As positive COVID-19 cases spike across the country, the role of contact tracing becomes even more important. Contact tracing is the process of identifying those who may have been exposed to someone with a virus, whether COVID-19 or another illness. Contact tracing helps public health professionals assess the risk of a person's exposure and aids in facilitating quarantine when indicated. Mayo Clinic has developed digital tools to conduct contact tracing for our health care workers more effectively, and public health departments and schools across the country are finding innovative ways to do thorough contact tracing.

Over the past several months, contact tracing has helped us better understand the spread of COVID-19. At the beginning of the pandemic, when few people were wearing masks and social distancing, people with COVID-19 infection typically had a lot of close contacts, meaning they potentially exposed a lot of people.

With the evolution of the pandemic, one thing that has changed in recent months is that there is an increased number of COVID-19-positive individuals.
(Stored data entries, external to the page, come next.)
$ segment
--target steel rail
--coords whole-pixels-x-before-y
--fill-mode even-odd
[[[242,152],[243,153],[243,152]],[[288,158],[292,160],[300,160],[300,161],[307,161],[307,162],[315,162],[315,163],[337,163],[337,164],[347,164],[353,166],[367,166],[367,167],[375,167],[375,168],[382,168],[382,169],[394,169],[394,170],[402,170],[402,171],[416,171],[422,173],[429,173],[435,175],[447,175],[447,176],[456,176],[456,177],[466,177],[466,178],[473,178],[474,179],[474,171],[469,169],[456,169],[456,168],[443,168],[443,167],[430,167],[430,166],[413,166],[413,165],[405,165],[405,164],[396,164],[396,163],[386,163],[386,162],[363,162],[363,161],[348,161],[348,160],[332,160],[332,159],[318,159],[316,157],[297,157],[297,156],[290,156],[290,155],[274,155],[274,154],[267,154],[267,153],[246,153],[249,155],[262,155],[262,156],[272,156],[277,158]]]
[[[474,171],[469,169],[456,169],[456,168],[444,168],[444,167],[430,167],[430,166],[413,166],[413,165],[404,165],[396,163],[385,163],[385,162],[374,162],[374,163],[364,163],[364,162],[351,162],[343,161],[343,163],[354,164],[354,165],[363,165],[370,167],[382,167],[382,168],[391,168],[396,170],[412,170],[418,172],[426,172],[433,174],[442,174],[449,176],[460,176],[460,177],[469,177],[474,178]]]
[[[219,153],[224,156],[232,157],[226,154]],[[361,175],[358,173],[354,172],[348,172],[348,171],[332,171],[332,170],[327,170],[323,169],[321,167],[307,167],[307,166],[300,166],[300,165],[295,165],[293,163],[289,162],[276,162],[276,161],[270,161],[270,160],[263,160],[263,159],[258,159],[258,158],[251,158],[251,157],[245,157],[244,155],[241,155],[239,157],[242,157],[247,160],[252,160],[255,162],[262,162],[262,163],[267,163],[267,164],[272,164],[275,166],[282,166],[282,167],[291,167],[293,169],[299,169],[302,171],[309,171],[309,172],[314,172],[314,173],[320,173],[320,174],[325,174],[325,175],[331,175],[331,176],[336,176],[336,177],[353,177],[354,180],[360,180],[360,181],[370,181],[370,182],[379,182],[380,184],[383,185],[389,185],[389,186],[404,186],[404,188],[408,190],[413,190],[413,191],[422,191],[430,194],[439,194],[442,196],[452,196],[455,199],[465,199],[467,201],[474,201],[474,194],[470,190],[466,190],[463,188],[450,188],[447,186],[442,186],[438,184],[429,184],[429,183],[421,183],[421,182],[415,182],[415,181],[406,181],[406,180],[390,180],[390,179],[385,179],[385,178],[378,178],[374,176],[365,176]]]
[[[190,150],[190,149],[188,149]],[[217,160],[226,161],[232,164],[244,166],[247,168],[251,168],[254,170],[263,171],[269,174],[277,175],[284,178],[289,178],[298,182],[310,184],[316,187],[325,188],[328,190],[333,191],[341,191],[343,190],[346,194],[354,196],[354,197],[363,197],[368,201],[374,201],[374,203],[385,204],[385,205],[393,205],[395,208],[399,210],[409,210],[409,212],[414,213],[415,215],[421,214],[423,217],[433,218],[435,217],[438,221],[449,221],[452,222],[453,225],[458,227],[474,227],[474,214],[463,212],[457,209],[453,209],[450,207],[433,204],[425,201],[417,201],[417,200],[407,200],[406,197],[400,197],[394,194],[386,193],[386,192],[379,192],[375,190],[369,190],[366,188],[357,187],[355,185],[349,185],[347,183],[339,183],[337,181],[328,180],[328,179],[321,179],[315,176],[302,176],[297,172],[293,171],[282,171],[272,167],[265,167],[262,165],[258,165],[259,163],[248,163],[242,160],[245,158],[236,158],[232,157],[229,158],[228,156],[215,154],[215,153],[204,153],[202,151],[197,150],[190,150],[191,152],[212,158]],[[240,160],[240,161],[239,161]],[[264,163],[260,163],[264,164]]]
Despite the surge, what we've learned with contact tracing is that, fortunately, each of those people has exposed either few others or sometimes they've exposed no other people. This is because they've maintained strict social distancing and have been diligent with masking and hand-washing.

Although it can be scary to hear that a teacher has been exposed to COVID-19, the steps taken for the teacher to quarantine at home and not teach children during the 14-day postexposure period is an important precaution to prevent transmission to students. If public health determines that the teacher has not yet acquired COVID-19 and was not communicable when in contact with students, your child would not be at risk of exposure. If the teacher was communicable while at work, contact tracing will allow the school and public health to assess risk to the students and teachers, and provide guidance which could include quarantine and/or testing of students as a precaution.

From my experience, health care centers and schools have very good precautions in place to prevent exposure. I've been very impressed with the measures that schools have taken to prevent exposure, from hybrid learning so that class sizes are smaller to social distancing and wearing masks.

Depending upon the protocols that your children's school has, if the teachers are being extremely vigilant about practicing safe behaviors – coupled with the school's cleaning regimen – it is likely that your children have a low risk.

Using kid-friendly terms and considering your children's personalities and fears can be helpful in these discussions. No parent wants to worry that their children could get COVID-19. Know that we're all in this together: schools, families, health care workers and public health. And we want to help you and your family get accurate and prompt information that will support the health and safety of your child, your family and the school.

At this point in the pandemic, it appears that community spread is responsible for most COVID-19 positive cases in the U.S.

While many are feeling pandemic fatigue, it's more important than ever to remain vigilant. That is why it is still so important for everyone to be mindful about hand hygiene, masking and social distancing. 


Laura Breeher is a doctor of preventive and occupational medicine of the Mayo Clinic in Rochester, Minnesota.